Ruiz: His philosophy is an outstanding complement to our investment style. Concepts such as convexity, optionality, skin in the game or fragility have helped us to improve our analysis of companies and markets. Just to give you a quick example, we are very bullish with uranium prices and a couple of years ago started a position in Cameco. Cameco is one of the most important uranium producers in the world, owner of some of the best assets, and boasts a sound financial profile with the capacity to generate large amount of capital. However, last year we reconsidered this investment, after “discovering” that we could gain exposure to the uranium price without assuming the operating risks inherent in a mining business, if we invested in Uranium Participation and Yellow Cake (which we did), two financial vehicles that buy and store uranium. At the prices we sold Cameco, we were investing in these vehicles with a higher return potential and much less downside. So, we found a compelling convexity situation that improved the risk-return profile of our portfolio.
Roque: What do you need to feel comfortable investing in a cyclical business?
Ruiz: In order to invest in a cyclical business, we need to feel comfortable with the demand-and-supply dynamics. In short, we look for market situations in which the price of a commodity is so low that the producers of a commodity are not incentivized to invest in new capacity and developments. These situations can originate important bottlenecks and price appreciation. This is the case of the uranium market. After years of expansion, especially as a result of Kazakhstan’s entry into the industry, the market entered an “anomalous” situation, in which mining companies did not reduce their production, despite the fact that the price of uranium did not cease to fall due to the slowdown in demand after Fukushima accident and the entry of new supply. What is the reason for this behavior? The long-term contracts that the mining companies signed with the utilities, at prices much higher than the spot price. Once these contracts near their end, mining companies have seen that the situation is not sustainable and have initiated a series of very significant production cuts (such as the suspension of McArthur River, the world’s largest high-grade mine, by Cameco).

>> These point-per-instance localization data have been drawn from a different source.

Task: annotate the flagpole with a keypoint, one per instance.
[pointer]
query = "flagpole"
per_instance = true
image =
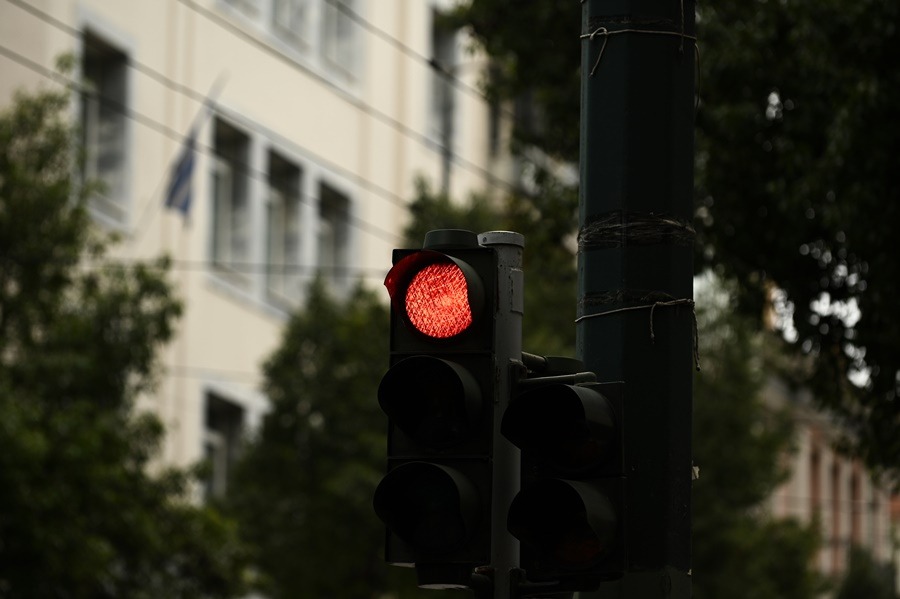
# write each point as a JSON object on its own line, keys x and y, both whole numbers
{"x": 203, "y": 113}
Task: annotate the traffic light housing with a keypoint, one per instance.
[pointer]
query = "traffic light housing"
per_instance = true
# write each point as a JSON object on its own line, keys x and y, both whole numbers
{"x": 570, "y": 514}
{"x": 439, "y": 395}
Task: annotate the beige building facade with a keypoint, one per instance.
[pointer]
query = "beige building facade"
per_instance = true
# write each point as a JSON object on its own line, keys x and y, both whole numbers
{"x": 838, "y": 493}
{"x": 310, "y": 122}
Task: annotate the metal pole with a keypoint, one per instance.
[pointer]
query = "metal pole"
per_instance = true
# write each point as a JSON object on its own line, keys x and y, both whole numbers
{"x": 508, "y": 350}
{"x": 635, "y": 267}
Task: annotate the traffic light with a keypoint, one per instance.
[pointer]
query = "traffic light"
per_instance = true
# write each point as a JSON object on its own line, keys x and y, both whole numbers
{"x": 570, "y": 514}
{"x": 439, "y": 395}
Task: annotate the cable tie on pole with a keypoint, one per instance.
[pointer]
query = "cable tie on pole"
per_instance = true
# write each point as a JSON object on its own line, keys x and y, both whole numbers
{"x": 652, "y": 307}
{"x": 606, "y": 34}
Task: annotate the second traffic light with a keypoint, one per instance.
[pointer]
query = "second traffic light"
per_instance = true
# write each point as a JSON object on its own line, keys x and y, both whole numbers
{"x": 439, "y": 396}
{"x": 570, "y": 513}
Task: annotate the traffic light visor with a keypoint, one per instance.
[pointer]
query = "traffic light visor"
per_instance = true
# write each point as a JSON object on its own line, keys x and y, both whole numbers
{"x": 571, "y": 523}
{"x": 431, "y": 507}
{"x": 437, "y": 295}
{"x": 570, "y": 428}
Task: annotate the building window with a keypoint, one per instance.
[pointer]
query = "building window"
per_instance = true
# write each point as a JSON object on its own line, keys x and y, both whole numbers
{"x": 338, "y": 35}
{"x": 251, "y": 8}
{"x": 231, "y": 203}
{"x": 291, "y": 20}
{"x": 333, "y": 238}
{"x": 283, "y": 230}
{"x": 224, "y": 422}
{"x": 103, "y": 123}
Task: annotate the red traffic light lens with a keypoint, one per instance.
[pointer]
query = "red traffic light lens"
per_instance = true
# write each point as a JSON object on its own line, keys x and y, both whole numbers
{"x": 437, "y": 301}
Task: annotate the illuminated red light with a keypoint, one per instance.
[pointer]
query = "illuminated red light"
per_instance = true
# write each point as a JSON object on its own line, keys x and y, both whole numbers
{"x": 437, "y": 301}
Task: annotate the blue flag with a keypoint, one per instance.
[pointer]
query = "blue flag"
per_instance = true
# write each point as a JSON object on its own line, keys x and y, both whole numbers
{"x": 179, "y": 192}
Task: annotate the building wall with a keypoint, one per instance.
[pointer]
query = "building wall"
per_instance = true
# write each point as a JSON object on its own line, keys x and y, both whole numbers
{"x": 365, "y": 130}
{"x": 837, "y": 492}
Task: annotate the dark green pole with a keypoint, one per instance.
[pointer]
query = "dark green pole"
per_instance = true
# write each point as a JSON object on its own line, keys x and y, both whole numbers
{"x": 636, "y": 321}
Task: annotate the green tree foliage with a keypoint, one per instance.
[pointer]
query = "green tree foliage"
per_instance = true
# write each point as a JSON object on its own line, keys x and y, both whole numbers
{"x": 739, "y": 445}
{"x": 79, "y": 514}
{"x": 797, "y": 146}
{"x": 303, "y": 490}
{"x": 547, "y": 219}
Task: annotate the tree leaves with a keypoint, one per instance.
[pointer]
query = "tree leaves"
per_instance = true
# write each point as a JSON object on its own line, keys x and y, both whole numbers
{"x": 80, "y": 516}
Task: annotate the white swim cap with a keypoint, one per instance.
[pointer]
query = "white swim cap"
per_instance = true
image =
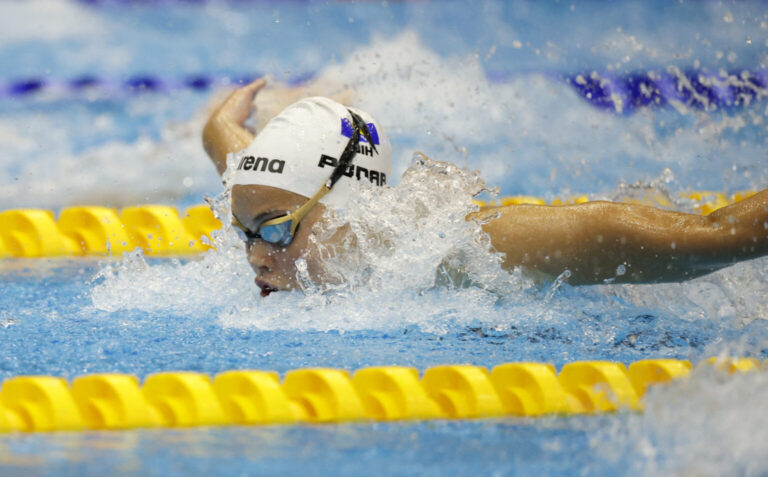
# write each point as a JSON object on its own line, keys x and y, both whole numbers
{"x": 300, "y": 147}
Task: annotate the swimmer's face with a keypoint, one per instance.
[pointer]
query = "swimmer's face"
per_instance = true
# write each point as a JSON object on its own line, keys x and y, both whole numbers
{"x": 274, "y": 264}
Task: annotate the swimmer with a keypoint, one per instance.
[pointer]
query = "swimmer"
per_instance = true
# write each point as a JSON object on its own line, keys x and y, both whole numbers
{"x": 304, "y": 159}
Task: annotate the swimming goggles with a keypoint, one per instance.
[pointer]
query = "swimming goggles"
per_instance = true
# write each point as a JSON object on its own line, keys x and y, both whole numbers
{"x": 281, "y": 230}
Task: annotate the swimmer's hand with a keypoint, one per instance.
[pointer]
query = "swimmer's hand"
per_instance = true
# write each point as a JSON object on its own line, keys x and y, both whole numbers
{"x": 225, "y": 132}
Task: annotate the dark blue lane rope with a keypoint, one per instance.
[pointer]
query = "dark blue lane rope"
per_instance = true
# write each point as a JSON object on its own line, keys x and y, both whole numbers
{"x": 620, "y": 94}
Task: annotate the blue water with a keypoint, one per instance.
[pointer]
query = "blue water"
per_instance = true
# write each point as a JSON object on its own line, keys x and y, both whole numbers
{"x": 482, "y": 84}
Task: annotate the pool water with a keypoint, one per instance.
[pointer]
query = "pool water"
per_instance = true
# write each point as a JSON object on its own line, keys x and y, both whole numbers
{"x": 103, "y": 103}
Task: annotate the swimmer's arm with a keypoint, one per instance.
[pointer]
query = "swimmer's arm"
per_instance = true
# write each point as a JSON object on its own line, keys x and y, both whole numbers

But what about demand? On the one hand, the future is more positive than one might expect a priori, given the negative sentiment towards this energy. The emerging economies, led by China and India, need nuclear power to meet future needs, so they have a significant number of nuclear reactors under construction and a larger number of reactors planned for the coming years. In addition, Japan is reactivating nuclear reactors that have managed to adapt to the new regulatory requirements. On the other hand, utilities have not yet felt the urgency of signing long-term contracts again. However, as the excess inventories in the market are consumed, the supply will have to be guaranteed again for the following years, which should significantly push up the price of uranium. Therefore, uranium represents about 8% of our portfolio.
Roque: Can you give us a book or article reference that most value investors don't mention but that you find it to be particularly enlightening?

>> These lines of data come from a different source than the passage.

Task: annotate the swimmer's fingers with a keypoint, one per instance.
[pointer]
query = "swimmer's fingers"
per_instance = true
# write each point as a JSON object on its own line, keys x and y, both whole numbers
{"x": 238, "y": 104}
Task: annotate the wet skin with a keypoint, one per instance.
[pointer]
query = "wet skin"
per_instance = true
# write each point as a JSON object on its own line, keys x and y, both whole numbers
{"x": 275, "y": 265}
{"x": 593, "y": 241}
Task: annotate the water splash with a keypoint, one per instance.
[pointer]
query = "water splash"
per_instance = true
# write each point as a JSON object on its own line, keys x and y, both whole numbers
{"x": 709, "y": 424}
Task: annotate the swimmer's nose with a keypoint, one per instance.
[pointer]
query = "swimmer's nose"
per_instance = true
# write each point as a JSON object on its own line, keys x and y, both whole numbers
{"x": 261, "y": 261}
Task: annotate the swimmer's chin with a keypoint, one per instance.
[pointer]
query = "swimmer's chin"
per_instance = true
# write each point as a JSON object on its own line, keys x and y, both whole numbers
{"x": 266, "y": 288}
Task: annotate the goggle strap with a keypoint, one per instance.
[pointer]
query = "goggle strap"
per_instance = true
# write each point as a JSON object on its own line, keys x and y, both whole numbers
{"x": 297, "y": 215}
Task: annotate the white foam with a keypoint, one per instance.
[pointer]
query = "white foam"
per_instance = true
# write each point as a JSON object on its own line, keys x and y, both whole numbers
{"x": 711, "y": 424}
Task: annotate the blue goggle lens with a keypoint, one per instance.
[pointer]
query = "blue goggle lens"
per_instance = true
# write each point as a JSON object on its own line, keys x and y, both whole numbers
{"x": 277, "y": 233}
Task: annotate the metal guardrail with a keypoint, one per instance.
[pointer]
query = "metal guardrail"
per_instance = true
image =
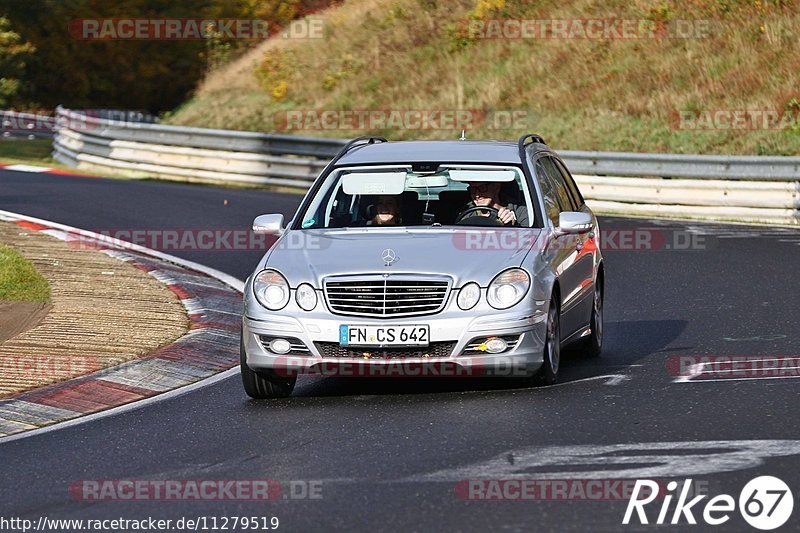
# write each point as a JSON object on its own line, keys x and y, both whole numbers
{"x": 742, "y": 188}
{"x": 28, "y": 125}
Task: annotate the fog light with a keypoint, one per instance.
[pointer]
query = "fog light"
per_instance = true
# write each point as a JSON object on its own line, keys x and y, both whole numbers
{"x": 279, "y": 346}
{"x": 496, "y": 345}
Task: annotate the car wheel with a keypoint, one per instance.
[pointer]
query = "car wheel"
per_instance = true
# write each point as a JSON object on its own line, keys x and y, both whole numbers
{"x": 263, "y": 384}
{"x": 548, "y": 372}
{"x": 594, "y": 342}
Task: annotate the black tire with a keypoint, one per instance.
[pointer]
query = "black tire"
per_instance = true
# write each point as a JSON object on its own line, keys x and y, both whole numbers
{"x": 593, "y": 344}
{"x": 263, "y": 385}
{"x": 548, "y": 372}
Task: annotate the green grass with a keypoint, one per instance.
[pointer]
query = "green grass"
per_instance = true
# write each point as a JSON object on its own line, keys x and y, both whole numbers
{"x": 27, "y": 152}
{"x": 19, "y": 279}
{"x": 617, "y": 95}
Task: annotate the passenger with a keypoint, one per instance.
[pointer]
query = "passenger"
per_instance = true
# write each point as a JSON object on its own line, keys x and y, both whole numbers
{"x": 487, "y": 194}
{"x": 387, "y": 211}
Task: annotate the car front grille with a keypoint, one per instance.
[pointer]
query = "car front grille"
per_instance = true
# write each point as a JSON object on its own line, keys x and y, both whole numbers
{"x": 434, "y": 350}
{"x": 386, "y": 296}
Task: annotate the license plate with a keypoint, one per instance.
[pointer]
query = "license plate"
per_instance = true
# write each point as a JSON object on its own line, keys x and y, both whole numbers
{"x": 413, "y": 335}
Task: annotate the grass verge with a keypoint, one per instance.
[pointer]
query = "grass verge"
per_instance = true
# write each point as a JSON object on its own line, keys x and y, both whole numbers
{"x": 623, "y": 94}
{"x": 19, "y": 279}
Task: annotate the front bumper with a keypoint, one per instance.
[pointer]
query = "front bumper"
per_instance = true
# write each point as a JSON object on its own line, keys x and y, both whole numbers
{"x": 528, "y": 325}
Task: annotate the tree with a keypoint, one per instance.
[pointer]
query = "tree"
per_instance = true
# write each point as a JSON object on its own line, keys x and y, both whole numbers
{"x": 13, "y": 56}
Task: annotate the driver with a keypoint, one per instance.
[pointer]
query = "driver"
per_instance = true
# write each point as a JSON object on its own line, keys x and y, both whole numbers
{"x": 487, "y": 194}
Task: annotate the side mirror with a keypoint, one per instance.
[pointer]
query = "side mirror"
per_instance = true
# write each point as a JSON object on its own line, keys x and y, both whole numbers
{"x": 574, "y": 222}
{"x": 268, "y": 224}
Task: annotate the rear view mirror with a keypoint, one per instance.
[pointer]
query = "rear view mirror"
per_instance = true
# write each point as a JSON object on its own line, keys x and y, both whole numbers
{"x": 574, "y": 222}
{"x": 268, "y": 224}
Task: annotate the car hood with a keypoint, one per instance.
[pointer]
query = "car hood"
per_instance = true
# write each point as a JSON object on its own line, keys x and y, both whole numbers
{"x": 475, "y": 254}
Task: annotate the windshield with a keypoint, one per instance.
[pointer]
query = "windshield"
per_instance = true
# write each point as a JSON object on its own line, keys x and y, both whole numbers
{"x": 471, "y": 195}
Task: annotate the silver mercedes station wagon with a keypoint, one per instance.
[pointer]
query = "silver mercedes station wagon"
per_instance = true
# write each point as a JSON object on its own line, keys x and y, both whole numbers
{"x": 426, "y": 258}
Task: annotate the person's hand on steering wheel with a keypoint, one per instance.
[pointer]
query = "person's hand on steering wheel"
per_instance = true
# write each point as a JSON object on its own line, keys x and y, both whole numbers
{"x": 506, "y": 216}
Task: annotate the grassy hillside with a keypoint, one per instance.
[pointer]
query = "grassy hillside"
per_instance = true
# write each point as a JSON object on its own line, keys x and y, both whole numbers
{"x": 588, "y": 94}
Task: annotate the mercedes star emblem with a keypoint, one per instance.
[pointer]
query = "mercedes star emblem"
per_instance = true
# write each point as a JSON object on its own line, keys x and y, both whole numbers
{"x": 388, "y": 257}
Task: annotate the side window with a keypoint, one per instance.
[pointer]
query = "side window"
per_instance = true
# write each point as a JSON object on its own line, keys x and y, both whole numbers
{"x": 551, "y": 207}
{"x": 571, "y": 186}
{"x": 564, "y": 199}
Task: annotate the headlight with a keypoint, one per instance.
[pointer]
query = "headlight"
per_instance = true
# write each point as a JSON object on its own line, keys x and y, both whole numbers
{"x": 469, "y": 295}
{"x": 508, "y": 288}
{"x": 271, "y": 289}
{"x": 305, "y": 296}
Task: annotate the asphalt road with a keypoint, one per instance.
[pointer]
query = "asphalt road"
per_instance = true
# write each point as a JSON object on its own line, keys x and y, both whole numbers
{"x": 389, "y": 453}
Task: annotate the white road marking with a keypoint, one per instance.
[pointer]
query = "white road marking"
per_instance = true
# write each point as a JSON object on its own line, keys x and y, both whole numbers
{"x": 634, "y": 460}
{"x": 698, "y": 370}
{"x": 27, "y": 168}
{"x": 613, "y": 379}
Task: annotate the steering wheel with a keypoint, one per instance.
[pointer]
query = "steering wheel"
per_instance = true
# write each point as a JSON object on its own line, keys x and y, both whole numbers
{"x": 480, "y": 220}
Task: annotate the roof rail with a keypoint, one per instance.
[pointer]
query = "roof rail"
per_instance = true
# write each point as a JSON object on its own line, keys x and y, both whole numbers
{"x": 358, "y": 141}
{"x": 534, "y": 138}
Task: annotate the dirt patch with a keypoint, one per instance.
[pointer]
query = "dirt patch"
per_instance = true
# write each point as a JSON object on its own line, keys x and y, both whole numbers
{"x": 18, "y": 317}
{"x": 104, "y": 312}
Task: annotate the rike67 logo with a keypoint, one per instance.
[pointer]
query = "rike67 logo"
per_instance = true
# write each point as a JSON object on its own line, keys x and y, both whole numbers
{"x": 765, "y": 503}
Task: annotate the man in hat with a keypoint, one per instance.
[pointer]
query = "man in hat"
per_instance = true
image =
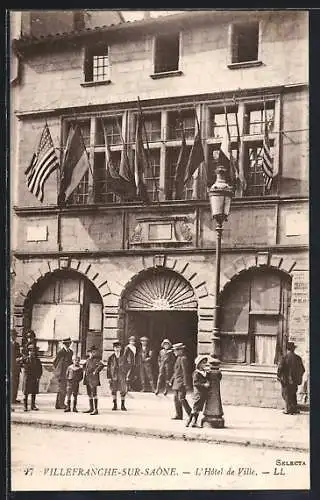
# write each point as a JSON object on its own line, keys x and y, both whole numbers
{"x": 32, "y": 371}
{"x": 201, "y": 386}
{"x": 166, "y": 360}
{"x": 16, "y": 360}
{"x": 92, "y": 368}
{"x": 61, "y": 362}
{"x": 180, "y": 381}
{"x": 145, "y": 356}
{"x": 117, "y": 369}
{"x": 131, "y": 357}
{"x": 290, "y": 372}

Ruiz: "Capital Returns" by Edward Chancellor is one I can’t recommend enough. The book explains the capital cycle approach to investing using examples from Marathon Asset Management letters, which makes it a terrific guide to analyze cyclical businesses and the best times to invest in them.

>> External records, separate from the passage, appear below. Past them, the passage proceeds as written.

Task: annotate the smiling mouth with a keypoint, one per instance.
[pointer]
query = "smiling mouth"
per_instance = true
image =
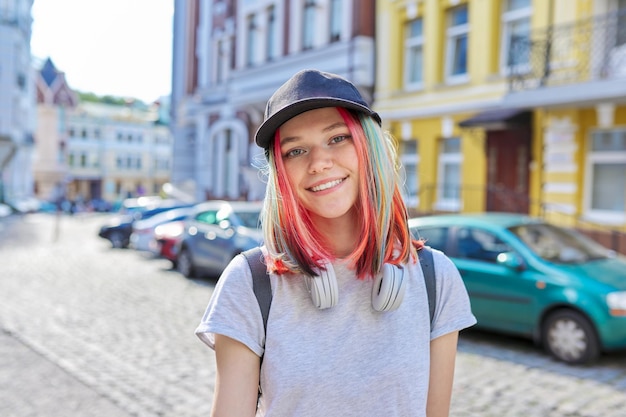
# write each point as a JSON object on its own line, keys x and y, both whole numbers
{"x": 326, "y": 186}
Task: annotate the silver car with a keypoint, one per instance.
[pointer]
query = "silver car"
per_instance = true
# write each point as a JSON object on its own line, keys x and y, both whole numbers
{"x": 215, "y": 233}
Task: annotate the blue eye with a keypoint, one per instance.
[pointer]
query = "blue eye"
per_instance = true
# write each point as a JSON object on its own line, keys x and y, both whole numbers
{"x": 293, "y": 153}
{"x": 340, "y": 138}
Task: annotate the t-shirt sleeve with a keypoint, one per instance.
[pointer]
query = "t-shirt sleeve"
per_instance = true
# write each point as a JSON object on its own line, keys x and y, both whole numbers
{"x": 453, "y": 309}
{"x": 233, "y": 309}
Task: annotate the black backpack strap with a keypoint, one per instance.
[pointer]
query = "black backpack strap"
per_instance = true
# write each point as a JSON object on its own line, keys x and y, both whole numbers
{"x": 425, "y": 255}
{"x": 260, "y": 281}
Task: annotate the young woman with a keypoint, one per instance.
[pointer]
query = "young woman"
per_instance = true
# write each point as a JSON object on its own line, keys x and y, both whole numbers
{"x": 336, "y": 242}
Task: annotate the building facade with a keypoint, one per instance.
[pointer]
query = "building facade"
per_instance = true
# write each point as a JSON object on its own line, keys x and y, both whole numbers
{"x": 508, "y": 105}
{"x": 115, "y": 152}
{"x": 55, "y": 102}
{"x": 92, "y": 151}
{"x": 17, "y": 102}
{"x": 230, "y": 56}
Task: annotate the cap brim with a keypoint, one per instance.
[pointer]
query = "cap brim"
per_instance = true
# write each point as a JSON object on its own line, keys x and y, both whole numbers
{"x": 265, "y": 133}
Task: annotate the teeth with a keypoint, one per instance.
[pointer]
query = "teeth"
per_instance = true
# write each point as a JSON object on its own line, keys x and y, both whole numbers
{"x": 326, "y": 186}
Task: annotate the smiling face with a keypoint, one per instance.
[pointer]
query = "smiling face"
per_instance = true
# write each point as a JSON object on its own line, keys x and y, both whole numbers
{"x": 321, "y": 163}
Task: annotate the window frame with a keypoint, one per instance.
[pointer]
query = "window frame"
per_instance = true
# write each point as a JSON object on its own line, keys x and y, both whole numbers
{"x": 413, "y": 44}
{"x": 445, "y": 159}
{"x": 594, "y": 158}
{"x": 453, "y": 34}
{"x": 410, "y": 194}
{"x": 509, "y": 18}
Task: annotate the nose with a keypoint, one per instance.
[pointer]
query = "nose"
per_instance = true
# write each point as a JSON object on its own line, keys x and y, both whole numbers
{"x": 320, "y": 159}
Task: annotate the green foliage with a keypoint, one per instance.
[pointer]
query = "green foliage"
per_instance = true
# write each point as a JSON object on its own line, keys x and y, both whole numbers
{"x": 118, "y": 101}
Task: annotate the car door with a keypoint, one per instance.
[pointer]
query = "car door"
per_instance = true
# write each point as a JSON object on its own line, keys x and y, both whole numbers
{"x": 214, "y": 243}
{"x": 502, "y": 296}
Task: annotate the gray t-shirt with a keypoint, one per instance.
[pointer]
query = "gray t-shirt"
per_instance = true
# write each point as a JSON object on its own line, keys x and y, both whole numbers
{"x": 348, "y": 360}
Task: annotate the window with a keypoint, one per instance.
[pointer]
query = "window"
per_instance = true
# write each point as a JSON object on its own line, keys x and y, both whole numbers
{"x": 515, "y": 33}
{"x": 271, "y": 47}
{"x": 480, "y": 245}
{"x": 606, "y": 170}
{"x": 456, "y": 48}
{"x": 251, "y": 37}
{"x": 335, "y": 20}
{"x": 436, "y": 237}
{"x": 308, "y": 25}
{"x": 410, "y": 160}
{"x": 621, "y": 23}
{"x": 449, "y": 174}
{"x": 414, "y": 54}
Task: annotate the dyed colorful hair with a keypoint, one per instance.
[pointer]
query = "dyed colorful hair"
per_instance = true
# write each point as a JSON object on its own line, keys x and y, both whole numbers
{"x": 295, "y": 245}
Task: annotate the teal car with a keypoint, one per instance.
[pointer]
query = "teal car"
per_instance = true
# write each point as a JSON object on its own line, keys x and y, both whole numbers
{"x": 534, "y": 279}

Roque: Why have you named your firm “Horos Asset Management?”
Ruiz: Horos was born with a long-term vision. Without such, it would be impossible to carry out the value investment philosophy that characterizes us, and, as you know, requires a timeline of several years. The word “horos” was used initially by the Greeks to refer to the boundary where heaven and earth seem to blend together. From it, etymologically came the word “horizon,” and for this reason we could not think of a better word that describes the essence of this project.